Брюннер взял в рот вторую папиросу и зажег огонек, поверх него взглянув на Дюмеля. Ну же, Констан, прояви свои нежные мужские чувства! Расскажи о своей любви к твоему тайному «бэ». Сколько ему лет? Насколько он горяч в постели с тобой? Насколько бесстыден ты сам, смиренный католический священник, в своей любви к нему? Его глаза бегают по столешнице. Он страшно взволнован. Темное одеяние, почти от самых пят до глухой колоратки на шее, скрывает молодое и, думается, красивое тело, покрытое сотнями поцелуев воюющего сейчас «бэ». Сутана превращает его в тень, сравнивает с другими католическими служителями. Но, Констан, я знаю, ты не такой. Ты другой. Я вижу это сейчас, а ты пытаешься скрыться. Расскажи свою историю, доверься человеку, хоть ты и считаешь его врагом своей нации. Но я не враг, я не нацист, я не убийца. Я – такой же, как ты, человек, имеющий и испытывающий чувства, творящий свою историю, следующий своей судьбе.
Нет. Сегодня он вряд ли расколется. Но его маска дала трещину. Остается ее только расширить.
Брюннер выдохнул сигаретный дым и продолжил, глядя вниз на свои сапоги:
– Вы не прерываете меня, Констан. Поэтому я расцениваю это как разрешение к продолжению. Что ж, слушайте дальше.
С моим новым приятелем мы не стали парой, даже не стремились. Мы испытали то, что хотели, и на этом наш опыт закончился. Не чувствовали душевное, личностное влечение друг к другу, чтобы быть парой, нет. Лишь наши тела хотели сближения, наши нервы. Мы много времени не виделись. Но еще в пору нашего нечастого общения он познакомился с девушкой из Союза, они писали друг другу письма из лагеря, а в отпусках ездили друг другу. Кажется, какое-то время они были вместе. Сейчас – не имею понятия. Наше, думалось, краткое знакомство, которое всё же продлилось некоторое время, сошло на нет, мы стали реже видеться и еще реже обмениваться письмами. Последний раз после долгой разлуки я видел его лично полтора года назад, когда была сортировка солдат и командиров по линиям фронта. Он набрал вес и отрастил усы. Тогда нам не о чем было поговорить, мы просто обменялись дежурными фразами. И даже не стали вспоминать того, что между нами было.
Констан пытался успокоиться, но это оказалось практически невозможно. Обстановка кабинета, обустроенная под Кнута, хоть прямо и не кричала о гитлеровском режиме, но была пропитана вражеским напряжением, опасностью. Одновременно Дюмель думал о многом: перед его взором в памяти всплывали лица родителей; прямо в душу из словно далеких времен мирного времени заглядывали большие глаза Лексена; он обращался к Богу и молил о прощении и сохранении его жизни; вспоминал добрый взгляд преподобного Паскаля и его старческие теплые руки. Хотелось просто исчезнуть: из этого кабинета, из этого мира, из этого времени, отмотать стрелки назад – и вновь оказаться в прелестном мае тридцать восьмого, когда его взгляд впервые скрестился с взором мальчика, оказавшимся таким чувственным и смелым…
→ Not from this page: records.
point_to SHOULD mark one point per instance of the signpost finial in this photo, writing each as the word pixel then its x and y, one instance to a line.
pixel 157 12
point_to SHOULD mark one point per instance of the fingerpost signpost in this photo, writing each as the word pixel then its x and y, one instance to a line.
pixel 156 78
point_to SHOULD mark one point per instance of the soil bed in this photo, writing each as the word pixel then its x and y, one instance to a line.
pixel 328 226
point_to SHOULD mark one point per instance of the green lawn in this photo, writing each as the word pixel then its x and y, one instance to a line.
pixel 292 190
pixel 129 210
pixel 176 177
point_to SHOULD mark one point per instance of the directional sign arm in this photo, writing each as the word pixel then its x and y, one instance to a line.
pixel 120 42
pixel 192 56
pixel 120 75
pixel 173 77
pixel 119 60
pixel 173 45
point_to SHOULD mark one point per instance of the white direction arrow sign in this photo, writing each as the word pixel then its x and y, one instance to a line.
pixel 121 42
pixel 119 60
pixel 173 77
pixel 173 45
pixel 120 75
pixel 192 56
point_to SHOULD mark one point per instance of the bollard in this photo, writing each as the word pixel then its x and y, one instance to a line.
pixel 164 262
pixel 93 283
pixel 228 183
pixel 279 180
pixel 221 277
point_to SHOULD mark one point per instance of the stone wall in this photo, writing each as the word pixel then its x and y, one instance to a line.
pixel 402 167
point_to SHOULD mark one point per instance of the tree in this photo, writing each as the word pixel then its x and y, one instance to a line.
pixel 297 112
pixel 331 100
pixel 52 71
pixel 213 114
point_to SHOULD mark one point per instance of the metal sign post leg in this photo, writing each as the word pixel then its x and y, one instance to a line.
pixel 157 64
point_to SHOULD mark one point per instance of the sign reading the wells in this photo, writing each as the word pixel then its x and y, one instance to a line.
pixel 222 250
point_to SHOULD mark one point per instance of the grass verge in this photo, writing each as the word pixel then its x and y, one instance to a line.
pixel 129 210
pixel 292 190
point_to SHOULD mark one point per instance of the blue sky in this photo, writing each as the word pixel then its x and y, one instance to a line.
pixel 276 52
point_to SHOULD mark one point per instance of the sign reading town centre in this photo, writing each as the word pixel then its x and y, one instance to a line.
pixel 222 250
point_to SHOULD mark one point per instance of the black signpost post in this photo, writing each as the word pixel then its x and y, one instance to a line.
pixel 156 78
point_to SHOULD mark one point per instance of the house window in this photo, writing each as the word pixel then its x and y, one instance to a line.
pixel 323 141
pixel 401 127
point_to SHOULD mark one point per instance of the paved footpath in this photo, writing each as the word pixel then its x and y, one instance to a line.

– Вижу, вы поняли, что я из себя представляю, мсье Дюмель. – Размышления Констана прервал вкрадчивый голос Кнута. – Вернее, мое тело. Мои чувства тянутся к любому человеку, будь то мужчина или женщина. Но лишь благодаря телу можно передать человеку, к которому испытываешь симпатию, признательность, что-то подобное, то внимательное, значимое чувство, которое не можешь порой выразить словами. У вас ведь бывает такое, Констан? Когда, кажется, не хватает слов, и только крепкое объятие, страстный поцелуй передадут вашу чувственность, всё то, что хотите выразить?
Дюмель не ответил, но Брюннер ничего от него не требовал: ему всё было ясно без его слов.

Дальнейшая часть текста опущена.